I believe you married an angry nutcase, who hid his true identity before you married him. In most cases, people like him try to hide their true selves, but little bits and pieces reveal themselves here and there. There were likely things he did or said that perhaps you found quirky, or cute, or mildly annoying, but you largely ignored as problematic. Particularly, if he is an angry person, then he found other things and other people to be angry with and complain about. It could have been something simple but still didn't make any sense to you, like unecessary road rage at other drivers or something like that. You ignored those incidents because he wasn't, at that time, directing his anger at you or your family members, and perhaps his displays were not as frequent as they have become.

If I'm right, your husband needs medication. He will become increasingly more abusive if you allow him, and the only way you can prevent it is to leave. You already want to go to a counselor but he refuses. Refusing counseling, attacking you and blaming you for the attack, controlling you (telling you to go away), calling you names, making you think everything is your fault, threatening divorce, and everything else you describe are all typical of abusive men. 

I know you don't want to hear that, and you aren't going to leave him either. At least not right away. But, there will come the day you will accept what I'm saying. You have already tolerated way too much and played into his hand too many times. For example, abusers need someone to abuse. You think he hates you. You think he doesn't want to be with you. The truth is, he needs you very badly. Who else would he have to abuse if he didn't have you? So, he plays his hand to the max to see how far he can go. The farther you let him and play into his hand, the more outrageous he becomes because he knows he has you hooked. For example, when he plays the divorce card, you don't tell him "Okay, you want a divorce then get out, and I will see you in divroce court!" Instead, the reaction you give lets him know you don't want him to leave you. You play along and fortify his resolve, thereby giving him more reason to rage and complain, and he gets louder. The rages, the yelling, the accusations, the blaming are his way to exert power and control over you. Aren't his complaints, accusations, and arguments ridiculous? So why do you argue back with him? Walk out the door and go somewhere out of his sight and hearing range. Whether you get in the car and drive away, or take a walk down the street, don't let him engage you. You will only get caught up in it again. You noticed there is no way you can be right and no way you can win. He gets more outrageous and yells even louder. What you do to disengage is for your own sanity and to show him he cannot control you. Where he is concerned though, he will only get worse no matter what you do.

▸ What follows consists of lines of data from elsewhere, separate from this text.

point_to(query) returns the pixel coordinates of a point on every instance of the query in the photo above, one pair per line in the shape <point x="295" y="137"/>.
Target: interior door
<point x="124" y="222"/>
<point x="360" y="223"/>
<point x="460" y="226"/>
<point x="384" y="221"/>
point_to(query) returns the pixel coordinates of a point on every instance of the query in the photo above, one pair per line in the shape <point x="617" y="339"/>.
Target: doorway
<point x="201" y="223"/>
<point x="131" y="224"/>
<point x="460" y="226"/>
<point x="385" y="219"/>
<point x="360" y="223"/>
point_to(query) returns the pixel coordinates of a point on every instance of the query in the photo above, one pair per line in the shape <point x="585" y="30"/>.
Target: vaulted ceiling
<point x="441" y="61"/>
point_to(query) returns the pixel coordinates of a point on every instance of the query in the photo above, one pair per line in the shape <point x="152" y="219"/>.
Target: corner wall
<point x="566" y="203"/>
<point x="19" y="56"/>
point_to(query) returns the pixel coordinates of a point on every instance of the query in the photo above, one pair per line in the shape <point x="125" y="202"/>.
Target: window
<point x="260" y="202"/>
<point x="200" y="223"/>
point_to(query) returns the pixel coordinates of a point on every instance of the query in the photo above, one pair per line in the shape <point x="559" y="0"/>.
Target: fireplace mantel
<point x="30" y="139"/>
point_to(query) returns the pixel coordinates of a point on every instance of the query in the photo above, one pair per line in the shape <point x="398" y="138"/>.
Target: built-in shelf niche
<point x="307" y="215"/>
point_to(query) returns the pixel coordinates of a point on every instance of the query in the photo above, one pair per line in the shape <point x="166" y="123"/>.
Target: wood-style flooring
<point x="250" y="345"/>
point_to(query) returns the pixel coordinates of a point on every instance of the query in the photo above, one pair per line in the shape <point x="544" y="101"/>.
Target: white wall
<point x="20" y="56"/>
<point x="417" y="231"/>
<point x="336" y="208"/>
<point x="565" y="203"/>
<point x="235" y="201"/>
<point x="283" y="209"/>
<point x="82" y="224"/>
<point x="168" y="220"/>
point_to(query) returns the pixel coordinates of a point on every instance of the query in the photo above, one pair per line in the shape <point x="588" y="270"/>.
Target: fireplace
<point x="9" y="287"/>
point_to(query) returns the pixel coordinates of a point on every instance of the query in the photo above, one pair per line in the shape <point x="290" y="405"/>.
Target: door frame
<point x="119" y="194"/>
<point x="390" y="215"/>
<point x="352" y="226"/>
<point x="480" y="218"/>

You need to look this stuff up. Use whatever criteria to google "abuse" you can think of, and you will find your husband on every page. You will also learn that when you stop reacting and fortifying him, he will become very sweet for a while. You will feel like you have your husband back. But then, he turns into a raging idiot again. You will learn the cycles of abuse like these. You still won't believe it, but I hope you will because, like I said and like all the articles you will tell you, he will only get worse. I hope you begin believing it before he starts hitting you. 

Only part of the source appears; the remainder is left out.